The 7 things businesses MUST do if faced with an employee death:
- Notify MOM
- File a Work Injury Compensation Claim (if you have Work Injury Compensation Insurance)
- Pay deceased employee’s family any salary owed
- If deceased employee is a foreigner, cancel Work Pass and repatriate body
- If death was work-related, pay mandatory compensation
- Return employee’s belongings to family
- How to protect your business against liability for work-related death
Step 1. Identify whether the employee’s death occurred due to work OR occurred at a workplace:
The responsibilities of the employer will vary depending on how OR where the employee died. Employers must act immediately to identify which the 2 scenarios below apply:
- Scenario 1: The employee’s death was not related to work OR occurred outside the workplace.

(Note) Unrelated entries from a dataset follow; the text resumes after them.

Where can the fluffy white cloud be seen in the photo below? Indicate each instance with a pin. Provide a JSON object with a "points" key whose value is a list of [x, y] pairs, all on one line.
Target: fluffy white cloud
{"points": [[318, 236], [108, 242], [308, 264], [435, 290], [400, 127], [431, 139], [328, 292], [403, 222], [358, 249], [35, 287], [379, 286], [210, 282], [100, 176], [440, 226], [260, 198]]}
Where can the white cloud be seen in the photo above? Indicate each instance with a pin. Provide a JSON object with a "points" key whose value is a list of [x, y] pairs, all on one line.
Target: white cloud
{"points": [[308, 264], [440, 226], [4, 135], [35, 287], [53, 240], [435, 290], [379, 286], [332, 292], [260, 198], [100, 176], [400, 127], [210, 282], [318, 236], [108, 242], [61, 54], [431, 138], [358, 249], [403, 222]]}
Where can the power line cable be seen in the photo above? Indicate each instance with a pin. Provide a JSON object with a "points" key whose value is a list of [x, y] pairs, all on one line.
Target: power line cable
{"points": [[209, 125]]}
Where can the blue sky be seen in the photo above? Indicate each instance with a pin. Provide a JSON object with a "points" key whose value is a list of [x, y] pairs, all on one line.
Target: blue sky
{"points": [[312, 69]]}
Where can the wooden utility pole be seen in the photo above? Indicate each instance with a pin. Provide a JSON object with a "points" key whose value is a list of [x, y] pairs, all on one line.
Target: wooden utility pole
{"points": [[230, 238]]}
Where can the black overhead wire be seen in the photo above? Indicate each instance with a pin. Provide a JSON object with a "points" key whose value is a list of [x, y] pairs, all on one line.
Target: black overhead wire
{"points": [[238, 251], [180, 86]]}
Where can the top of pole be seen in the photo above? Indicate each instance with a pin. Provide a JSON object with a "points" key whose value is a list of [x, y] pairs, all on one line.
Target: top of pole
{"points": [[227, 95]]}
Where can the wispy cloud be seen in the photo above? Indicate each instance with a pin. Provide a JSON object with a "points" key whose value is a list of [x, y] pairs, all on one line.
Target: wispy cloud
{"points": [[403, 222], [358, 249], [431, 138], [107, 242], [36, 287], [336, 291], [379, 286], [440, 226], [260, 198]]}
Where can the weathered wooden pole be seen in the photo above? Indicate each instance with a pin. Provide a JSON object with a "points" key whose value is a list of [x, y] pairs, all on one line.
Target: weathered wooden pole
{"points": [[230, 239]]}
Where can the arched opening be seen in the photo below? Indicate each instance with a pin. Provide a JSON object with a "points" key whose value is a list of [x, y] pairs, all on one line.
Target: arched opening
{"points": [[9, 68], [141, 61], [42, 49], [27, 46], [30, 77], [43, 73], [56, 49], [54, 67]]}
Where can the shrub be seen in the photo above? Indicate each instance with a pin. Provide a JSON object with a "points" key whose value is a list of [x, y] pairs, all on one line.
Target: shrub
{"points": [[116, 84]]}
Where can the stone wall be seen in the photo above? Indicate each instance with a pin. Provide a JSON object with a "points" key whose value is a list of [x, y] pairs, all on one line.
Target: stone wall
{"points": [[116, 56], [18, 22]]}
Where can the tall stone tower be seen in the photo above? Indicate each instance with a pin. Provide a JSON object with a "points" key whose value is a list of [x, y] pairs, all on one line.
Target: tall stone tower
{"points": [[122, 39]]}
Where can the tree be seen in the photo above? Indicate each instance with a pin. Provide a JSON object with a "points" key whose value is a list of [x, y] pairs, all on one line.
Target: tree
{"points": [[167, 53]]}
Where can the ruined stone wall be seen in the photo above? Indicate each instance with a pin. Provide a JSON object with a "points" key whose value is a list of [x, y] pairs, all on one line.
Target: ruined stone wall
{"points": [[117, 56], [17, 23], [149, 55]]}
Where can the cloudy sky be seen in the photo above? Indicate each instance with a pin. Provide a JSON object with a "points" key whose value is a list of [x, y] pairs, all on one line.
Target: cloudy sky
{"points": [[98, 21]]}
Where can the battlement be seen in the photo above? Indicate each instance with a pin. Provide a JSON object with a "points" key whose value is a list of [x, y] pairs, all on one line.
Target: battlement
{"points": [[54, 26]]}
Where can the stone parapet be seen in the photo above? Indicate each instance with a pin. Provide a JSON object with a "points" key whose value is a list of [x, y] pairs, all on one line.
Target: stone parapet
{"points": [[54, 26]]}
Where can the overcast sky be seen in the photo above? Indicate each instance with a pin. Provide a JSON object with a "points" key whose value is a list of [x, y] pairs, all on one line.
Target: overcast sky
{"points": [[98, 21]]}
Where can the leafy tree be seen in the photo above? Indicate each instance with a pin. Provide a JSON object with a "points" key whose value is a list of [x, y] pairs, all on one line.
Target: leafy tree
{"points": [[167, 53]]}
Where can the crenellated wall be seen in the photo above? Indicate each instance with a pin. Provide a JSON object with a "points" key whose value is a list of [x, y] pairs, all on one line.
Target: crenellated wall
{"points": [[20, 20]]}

- Scenario 2: The employee’s death occurred due to work OR at the workplace
Scenario 1: Employee’s death occurred due to non-work-related causes OR outside the workplace
If an employee dies due to non-work-related causes, or dies outside the workplace, then employers don’t need to report the incident to MOM. Employers are not liable under the Work Injury Compensation Act for such deaths.

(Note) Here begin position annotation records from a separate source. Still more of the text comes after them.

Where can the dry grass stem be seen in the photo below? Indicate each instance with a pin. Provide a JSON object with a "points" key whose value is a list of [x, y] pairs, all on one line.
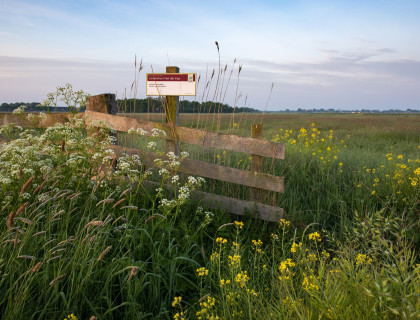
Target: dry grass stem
{"points": [[21, 208], [104, 253], [133, 272], [108, 200], [129, 207], [11, 220], [27, 257], [118, 203], [36, 267], [125, 192], [26, 185], [57, 279]]}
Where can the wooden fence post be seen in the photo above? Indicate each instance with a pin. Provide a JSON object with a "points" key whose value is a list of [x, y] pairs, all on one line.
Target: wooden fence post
{"points": [[172, 115], [103, 103], [256, 164]]}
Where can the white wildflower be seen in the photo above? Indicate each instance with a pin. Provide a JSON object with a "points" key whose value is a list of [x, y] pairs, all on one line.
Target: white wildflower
{"points": [[158, 133], [163, 171], [19, 110], [151, 145], [141, 132]]}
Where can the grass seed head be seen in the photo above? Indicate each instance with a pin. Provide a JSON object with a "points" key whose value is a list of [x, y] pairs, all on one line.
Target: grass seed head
{"points": [[104, 253], [11, 220], [26, 185], [21, 208]]}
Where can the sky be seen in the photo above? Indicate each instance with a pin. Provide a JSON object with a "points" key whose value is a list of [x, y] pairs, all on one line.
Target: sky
{"points": [[292, 54]]}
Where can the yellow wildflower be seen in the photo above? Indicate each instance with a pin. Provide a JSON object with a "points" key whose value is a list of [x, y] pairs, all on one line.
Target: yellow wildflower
{"points": [[201, 272], [177, 300], [315, 237], [239, 224], [295, 246]]}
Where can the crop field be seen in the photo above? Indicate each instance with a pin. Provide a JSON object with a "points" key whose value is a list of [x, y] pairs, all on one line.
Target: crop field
{"points": [[82, 238]]}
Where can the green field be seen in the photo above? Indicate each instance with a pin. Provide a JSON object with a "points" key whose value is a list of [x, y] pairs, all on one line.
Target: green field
{"points": [[74, 241]]}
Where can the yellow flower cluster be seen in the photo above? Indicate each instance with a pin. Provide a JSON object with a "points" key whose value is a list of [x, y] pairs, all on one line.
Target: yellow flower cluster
{"points": [[284, 223], [241, 278], [295, 246], [214, 256], [309, 283], [284, 269], [257, 244], [397, 175], [224, 282], [315, 237], [206, 311], [239, 224], [322, 145], [362, 258], [179, 316], [235, 259], [201, 272], [177, 300]]}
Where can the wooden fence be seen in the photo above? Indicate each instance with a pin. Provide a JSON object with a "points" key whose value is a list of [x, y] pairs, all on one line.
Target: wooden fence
{"points": [[102, 107]]}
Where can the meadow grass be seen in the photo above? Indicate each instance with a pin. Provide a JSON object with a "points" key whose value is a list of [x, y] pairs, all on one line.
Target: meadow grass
{"points": [[79, 242]]}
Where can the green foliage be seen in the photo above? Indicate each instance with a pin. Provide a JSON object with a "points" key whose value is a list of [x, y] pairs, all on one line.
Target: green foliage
{"points": [[73, 100], [81, 236], [155, 105]]}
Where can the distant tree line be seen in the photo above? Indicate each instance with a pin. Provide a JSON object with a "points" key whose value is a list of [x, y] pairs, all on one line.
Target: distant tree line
{"points": [[154, 105]]}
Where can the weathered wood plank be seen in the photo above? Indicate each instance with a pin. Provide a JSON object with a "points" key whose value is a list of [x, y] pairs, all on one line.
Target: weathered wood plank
{"points": [[256, 194], [198, 137], [235, 206], [218, 172], [21, 119]]}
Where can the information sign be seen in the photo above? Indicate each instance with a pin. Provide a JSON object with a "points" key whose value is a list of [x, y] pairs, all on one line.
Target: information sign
{"points": [[171, 84]]}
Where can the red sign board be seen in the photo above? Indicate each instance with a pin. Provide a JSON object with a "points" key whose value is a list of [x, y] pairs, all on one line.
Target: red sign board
{"points": [[171, 84]]}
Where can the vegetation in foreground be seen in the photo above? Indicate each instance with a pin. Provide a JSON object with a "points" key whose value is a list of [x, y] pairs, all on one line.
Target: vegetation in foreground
{"points": [[78, 243]]}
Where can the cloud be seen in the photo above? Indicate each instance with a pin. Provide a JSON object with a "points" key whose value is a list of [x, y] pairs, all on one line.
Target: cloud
{"points": [[343, 80]]}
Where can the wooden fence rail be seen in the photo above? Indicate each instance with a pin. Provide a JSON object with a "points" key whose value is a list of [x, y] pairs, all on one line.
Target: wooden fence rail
{"points": [[102, 108]]}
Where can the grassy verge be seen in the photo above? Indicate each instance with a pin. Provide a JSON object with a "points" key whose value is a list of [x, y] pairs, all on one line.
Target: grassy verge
{"points": [[98, 245]]}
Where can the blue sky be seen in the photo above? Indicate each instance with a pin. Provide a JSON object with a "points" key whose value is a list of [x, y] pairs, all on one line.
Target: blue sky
{"points": [[319, 54]]}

- Employee slipped and fell outside the office, after knocking off work. Employers are not liable under the Work Injury Compensation Act for injuries while travelling to and from work, from home. Since the employee death occurred outside the workplace, and was not work-related, the employer does not need to report the incident.
- Employee was killed in a road accident while on public transportation, on the way to work. Same rationale and outcome as point (1). Employer does not need to report the incident.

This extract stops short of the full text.